Cumbria Scythe Festival 2010After who knows how many weeks without rain, fears the grass would all be burnt off and the commencement of a lakes-wide hosepipe ban, the first Cumbrian Scythe Festival took place amid pouring rain.
Nonetheless, 18 hardy souls turned up on the saturday for a weekend of scythe tuition. As the stormclouds emptied themselves, we occupied the morning safely under cover with Christiane Lechner and Paul Kingsnorth teaching half the group how to set up their scythe ready for mowing while I demonstrated peening the blade to reshape the cutting edge.
The man from the local paper appeared just as we, and the rain, stopped for lunch. As always he wanted to set the three of us up for some cheesy photos but was at least honest enough to admit that’s what they were and didn’t ask us to wave the blade over the grass at ankle height or anything.   You can see the results here.
Then up the hill, scythes in hand for a thankfully dry afternoon of mowing with the spectacular backdrop of the Langdale valley. The grass was sparse, the ground was sloped but the group got to grips with it all, learning to move gently and slide the blade through the sward.

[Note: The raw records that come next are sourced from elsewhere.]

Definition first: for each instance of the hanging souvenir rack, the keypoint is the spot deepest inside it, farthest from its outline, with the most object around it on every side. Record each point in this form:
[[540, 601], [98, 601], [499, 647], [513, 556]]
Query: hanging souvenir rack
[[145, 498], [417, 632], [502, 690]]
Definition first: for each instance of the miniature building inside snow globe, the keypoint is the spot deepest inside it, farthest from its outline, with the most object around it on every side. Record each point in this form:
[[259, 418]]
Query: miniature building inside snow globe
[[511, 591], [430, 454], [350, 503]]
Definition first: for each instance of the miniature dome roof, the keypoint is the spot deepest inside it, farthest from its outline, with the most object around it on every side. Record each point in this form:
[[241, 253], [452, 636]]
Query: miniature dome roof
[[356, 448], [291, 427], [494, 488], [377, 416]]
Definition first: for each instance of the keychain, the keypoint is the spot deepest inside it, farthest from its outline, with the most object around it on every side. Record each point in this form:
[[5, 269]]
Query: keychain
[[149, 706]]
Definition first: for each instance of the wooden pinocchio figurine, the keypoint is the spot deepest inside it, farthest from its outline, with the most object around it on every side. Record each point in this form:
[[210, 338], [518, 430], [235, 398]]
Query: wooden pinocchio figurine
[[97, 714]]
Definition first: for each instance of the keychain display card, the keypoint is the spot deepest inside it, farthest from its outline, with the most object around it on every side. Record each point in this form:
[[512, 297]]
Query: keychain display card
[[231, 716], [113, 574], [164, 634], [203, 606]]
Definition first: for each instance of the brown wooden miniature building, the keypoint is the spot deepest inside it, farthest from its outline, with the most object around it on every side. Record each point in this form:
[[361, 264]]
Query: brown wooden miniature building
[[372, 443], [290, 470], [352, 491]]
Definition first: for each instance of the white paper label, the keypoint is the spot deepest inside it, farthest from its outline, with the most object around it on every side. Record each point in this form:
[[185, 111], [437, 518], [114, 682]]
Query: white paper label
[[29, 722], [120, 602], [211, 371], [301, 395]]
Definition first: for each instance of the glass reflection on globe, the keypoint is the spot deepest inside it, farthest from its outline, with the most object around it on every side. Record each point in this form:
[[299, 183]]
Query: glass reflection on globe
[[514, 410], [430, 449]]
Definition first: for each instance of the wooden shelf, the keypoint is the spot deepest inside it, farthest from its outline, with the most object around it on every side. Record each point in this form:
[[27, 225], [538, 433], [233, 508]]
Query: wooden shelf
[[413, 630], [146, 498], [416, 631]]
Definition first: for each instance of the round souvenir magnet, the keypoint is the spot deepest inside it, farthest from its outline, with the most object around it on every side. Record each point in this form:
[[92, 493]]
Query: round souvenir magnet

I’ve been going to the Somerset Scythe Festival since it started in 2005, seen it grow and become increasingly involved over the years.  So when I moved north last year I wanted to see if something similar was possible up here and got involved with Ian Hunter and Celia Larner of the Littoral Trust who had been running a scythe event in Lancashire.   We decided to move it to Elterwater in the heart of the Lake District and see who would turn up.  And what an interesting group they were; smallholders, coppice workers, farmers and managers of public and private meadows.  Some had mown before, some complete beginners but all came with enthusiasm and ideas for future mowing projects in the north-west.  It feels like the start of something really exciting.